Comprehensive standards of care for hemophilia must be promulgated by a multidisciplinary Standards of Care Working Group, and they must be updated at regular intervals.

 

RECOMMENDATION 8

Multidisciplinary review teams must be struck to assess Hemophilia Comprehensive Care Programs. The mandate of the review team is to either recommend accreditation, or to identify deficiencies which must be addressed before accreditation can be granted.

 

RECOMMENDATION 9

Responsibility for funding for clotting factor concentrates should remain centralized. Given the unpredictability of the clinical course of hemophilia and its complications, a model in which these costs were borne at the hospital level would have a chilling effect on the willingness of hospitals to host Hemophilia Comprehensive Care Programs.
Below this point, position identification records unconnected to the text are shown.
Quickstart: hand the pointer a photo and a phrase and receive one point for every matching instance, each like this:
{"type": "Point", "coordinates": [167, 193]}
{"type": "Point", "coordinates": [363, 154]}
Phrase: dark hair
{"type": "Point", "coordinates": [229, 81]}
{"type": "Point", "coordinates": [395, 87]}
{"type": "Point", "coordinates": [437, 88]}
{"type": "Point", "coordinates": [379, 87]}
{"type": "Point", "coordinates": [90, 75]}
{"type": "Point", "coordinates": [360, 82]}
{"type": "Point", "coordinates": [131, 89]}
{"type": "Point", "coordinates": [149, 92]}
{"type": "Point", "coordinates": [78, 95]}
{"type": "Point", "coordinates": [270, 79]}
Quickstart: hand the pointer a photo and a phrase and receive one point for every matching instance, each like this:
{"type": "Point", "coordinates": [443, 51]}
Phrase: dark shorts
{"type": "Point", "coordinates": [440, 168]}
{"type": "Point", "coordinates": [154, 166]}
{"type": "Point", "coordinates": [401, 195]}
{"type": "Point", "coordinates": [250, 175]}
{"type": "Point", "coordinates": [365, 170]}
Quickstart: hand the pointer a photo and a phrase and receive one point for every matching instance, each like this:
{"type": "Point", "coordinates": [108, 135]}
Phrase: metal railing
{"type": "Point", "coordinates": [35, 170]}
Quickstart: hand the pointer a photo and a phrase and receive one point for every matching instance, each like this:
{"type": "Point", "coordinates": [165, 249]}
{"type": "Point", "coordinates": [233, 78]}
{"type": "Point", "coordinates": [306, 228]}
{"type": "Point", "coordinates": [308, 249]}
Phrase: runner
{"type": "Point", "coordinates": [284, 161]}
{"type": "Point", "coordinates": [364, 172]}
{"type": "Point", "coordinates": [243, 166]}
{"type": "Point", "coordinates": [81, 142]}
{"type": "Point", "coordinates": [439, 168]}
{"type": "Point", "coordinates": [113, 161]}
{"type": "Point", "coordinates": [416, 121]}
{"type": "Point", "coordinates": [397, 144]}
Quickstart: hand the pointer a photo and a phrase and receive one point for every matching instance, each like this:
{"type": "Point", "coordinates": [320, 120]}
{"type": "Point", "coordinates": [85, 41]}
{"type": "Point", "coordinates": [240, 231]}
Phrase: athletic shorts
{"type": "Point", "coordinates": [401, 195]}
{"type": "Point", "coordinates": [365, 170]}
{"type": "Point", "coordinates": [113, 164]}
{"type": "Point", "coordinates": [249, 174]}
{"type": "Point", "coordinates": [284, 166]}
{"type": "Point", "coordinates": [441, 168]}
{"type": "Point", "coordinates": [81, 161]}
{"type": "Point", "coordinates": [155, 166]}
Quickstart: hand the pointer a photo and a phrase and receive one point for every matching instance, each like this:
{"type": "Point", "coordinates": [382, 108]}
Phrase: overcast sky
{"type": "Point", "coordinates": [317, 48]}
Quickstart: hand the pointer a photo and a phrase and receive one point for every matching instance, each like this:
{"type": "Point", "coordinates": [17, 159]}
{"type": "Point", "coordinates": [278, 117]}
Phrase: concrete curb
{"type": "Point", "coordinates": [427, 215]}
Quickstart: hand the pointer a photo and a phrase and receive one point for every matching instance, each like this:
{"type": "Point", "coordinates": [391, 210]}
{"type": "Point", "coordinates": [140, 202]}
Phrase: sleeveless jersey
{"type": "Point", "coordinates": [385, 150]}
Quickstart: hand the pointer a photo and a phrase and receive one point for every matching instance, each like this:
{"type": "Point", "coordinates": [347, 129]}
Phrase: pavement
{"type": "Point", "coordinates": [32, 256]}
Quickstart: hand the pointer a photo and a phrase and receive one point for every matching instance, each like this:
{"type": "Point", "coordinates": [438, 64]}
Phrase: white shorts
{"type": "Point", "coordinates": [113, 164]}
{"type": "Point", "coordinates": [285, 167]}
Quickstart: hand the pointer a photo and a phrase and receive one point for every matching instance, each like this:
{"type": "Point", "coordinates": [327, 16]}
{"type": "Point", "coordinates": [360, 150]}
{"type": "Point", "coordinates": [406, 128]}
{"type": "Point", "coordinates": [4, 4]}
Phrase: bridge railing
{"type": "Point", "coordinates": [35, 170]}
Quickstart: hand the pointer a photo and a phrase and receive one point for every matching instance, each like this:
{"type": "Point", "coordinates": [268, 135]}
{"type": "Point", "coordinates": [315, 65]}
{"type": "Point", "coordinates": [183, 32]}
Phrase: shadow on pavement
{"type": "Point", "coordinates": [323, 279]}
Furthermore, such a model would jeopardize the principles of universality, comprehensiveness, portability, and accessibility, which are enshrined in the Canada Health Act.

 

RECOMMENDATION 10

Hemophilia Comprehensive Care Program costs other than those for clotting factor concentrates are comparatively modest and predictable. Therefore there is room for flexibility and diversity in funding models for these services. Non-portable cost centres provide the greatest degree of protection, but hospitals which are strongly committed to hemophilia comprehensive care can fund this activity through their global budgets. In this case, the hospital must be prepared to provide resources sufficient to allow the Program to meet accreditation standards.